Il questore Bruno Megale al Teatro degli Arcimboldi
Milano – Una città in costante evoluzione. La trasformazione urbanistica e la movida diffusa. Il boom dell’immigrazione e i riverberi sulla criminalità. Le richieste dei cittadini e la loro percezione del pericolo. Gli interessi radicati delle mafie e la piaga della droga, fenomeni che passano sottotraccia nel dibattito pubblico e che faticano a trovare posto nell’agenda di una politica spesso concentrata a rincorrere le emergenze del momento.
Raccontare Milano dal punto di osservazione di via Fatebenefratelli è compito che richiede esperienza, conoscenza del territorio e grande equilibrio: leggere la realtà solo attraverso la cartina al tornasole delle pur positive statistiche – che parlano di reati ancora in calo nel 2024 e di arresti in aumento dell’11% – è infatti un esercizio che rischia di lasciare per strada molti spunti di riflessione e di raccontare solo una parte della storia. E in effetti ieri mattina Bruno Megale, che all’ombra della Madonnina è diventato funzionario di primissimo livello tra il 2000 e il 2015 e che lo scorso 20 maggio ci è tornato da questore, ha affrontato in tutt’altro modo il tema “sicurezza” nel discorso agli Arcimboldi per il 173° anniversario della fondazione della polizia, inserendolo nel contesto di una metropoli che muta continuamente e che sollecita periodici aggiustamenti e repentini cambi di prospettiva per generare contromisure efficaci.
Sì, perché una vetrina internazionale che attira imprese, universitari e visitatori (8 milioni l’anno) e che è popolata per un quinto da stranieri deve convivere giocoforza con una “eccezionale mobilità sul territorio”, che, ha spiegato Megale, ha “alimentato un generale senso di insicurezza urbana, anche per l’incremento negli ultimi anni di reati quali rapine e borseggi commessi sulla pubblica via che sovente interessano proprio i turisti o gli studenti, episodi che trovano amplificazione da una narrazione ipermediata anche attraverso i social”. Conseguenza: “La quasi totalità delle richieste di intervento della comunità riguarda i controlli sulla movida e sui luoghi di divertimento, ma anche una maggiore presenza di forze di polizia sui mezzi pubblici, specie in ambito serale e notturno e nei fine settimana, una più visibile operatività nelle vie dello shopping, nei centri commerciali e nei siti a vocazione turistica”.

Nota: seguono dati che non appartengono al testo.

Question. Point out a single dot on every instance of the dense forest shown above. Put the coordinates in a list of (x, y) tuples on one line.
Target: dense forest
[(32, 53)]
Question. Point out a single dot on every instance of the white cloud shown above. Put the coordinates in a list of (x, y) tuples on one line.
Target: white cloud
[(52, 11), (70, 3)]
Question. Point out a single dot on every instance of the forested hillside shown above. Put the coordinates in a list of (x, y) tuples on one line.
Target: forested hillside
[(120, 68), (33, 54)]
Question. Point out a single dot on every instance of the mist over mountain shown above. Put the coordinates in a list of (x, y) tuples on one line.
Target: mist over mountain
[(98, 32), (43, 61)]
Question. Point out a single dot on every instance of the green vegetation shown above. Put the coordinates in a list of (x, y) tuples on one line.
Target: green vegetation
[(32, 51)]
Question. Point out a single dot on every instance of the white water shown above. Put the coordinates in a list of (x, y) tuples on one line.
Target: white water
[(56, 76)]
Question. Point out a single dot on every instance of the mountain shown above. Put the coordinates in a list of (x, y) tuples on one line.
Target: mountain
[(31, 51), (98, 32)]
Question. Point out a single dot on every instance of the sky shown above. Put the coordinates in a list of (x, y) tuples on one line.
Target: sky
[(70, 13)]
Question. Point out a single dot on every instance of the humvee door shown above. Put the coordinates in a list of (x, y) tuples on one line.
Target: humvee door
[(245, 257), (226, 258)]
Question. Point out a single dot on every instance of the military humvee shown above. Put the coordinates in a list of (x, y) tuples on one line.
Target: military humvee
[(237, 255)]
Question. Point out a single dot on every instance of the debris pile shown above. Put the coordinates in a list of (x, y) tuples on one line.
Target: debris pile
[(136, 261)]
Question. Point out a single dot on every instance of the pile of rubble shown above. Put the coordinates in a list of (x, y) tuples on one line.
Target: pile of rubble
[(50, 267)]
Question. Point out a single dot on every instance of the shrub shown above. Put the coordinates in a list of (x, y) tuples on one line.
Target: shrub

Le risposte: 180 pattuglie al giorno, servizi ad alto impatto e zone rosse. L’analisi dei risultati: “Il dato che balza all’attenzione è l’elevata percentuale di arresti di stranieri non comunitari, superiore al 50%, statistica che raggiunge percentuali ben più elevate per determinate tipologie di reati quali rapine, furti e spaccio”. Una riflessione che se ne porta dietro un’altra: quella sui maranza, “giovani immigrati dediti a una pluralità di reati da strada”, come ricostruito una settimana fa dall’ultima inchiesta della Mobile. Già, i maranza, finiti nel mirino delle ronde del gruppo ‘Articolo 52’, con blitz organizzati contro presunti ladri o pusher: “Nessuna forma di violenza privata può essere tollerata ed è compito delle istituzioni tutte, forze di polizia in primis, contrastare queste preoccupanti derive securitarie fai-da-te”.
Detto questo, ci sono pure altre urgenze da fronteggiare: le infiltrazioni della criminalità organizzata nell’economia legale (dai locali del centro allo stadio di San Siro) e la diffusione degli stupefacenti (con il ritorno dell’eroina e l’aumento delle sostanze sintetiche). Attività che necessitano di elevata preparazione investigativa, che non può prescindere da conoscenze approfondite anche nel campo delle nuove tecnologie e dell’intelligenza artificiale. “Ma oggi Milano è in grado di trattenere il personale specializzato delle forze di polizia e incentivarne la permanenza? – il quesito retorico di Megale –. Certamente no. Assistiamo a un eccezionale turn over di agenti non in grado di far fronte ai costi proibitivi della città, in particolar modo per quanto riguarda gli alloggi, problema comune con altre categorie di lavoratori”.
Quindi, l’invito, “occorre seriamente ripensare a un piano di investimenti per l’abitare sul territorio riservato ad alcune categorie di servizi pubblici essenziali, tra cui certamente le forze di polizia, prima che l’esodo porti a una desertificazione del know how e delle competenze”.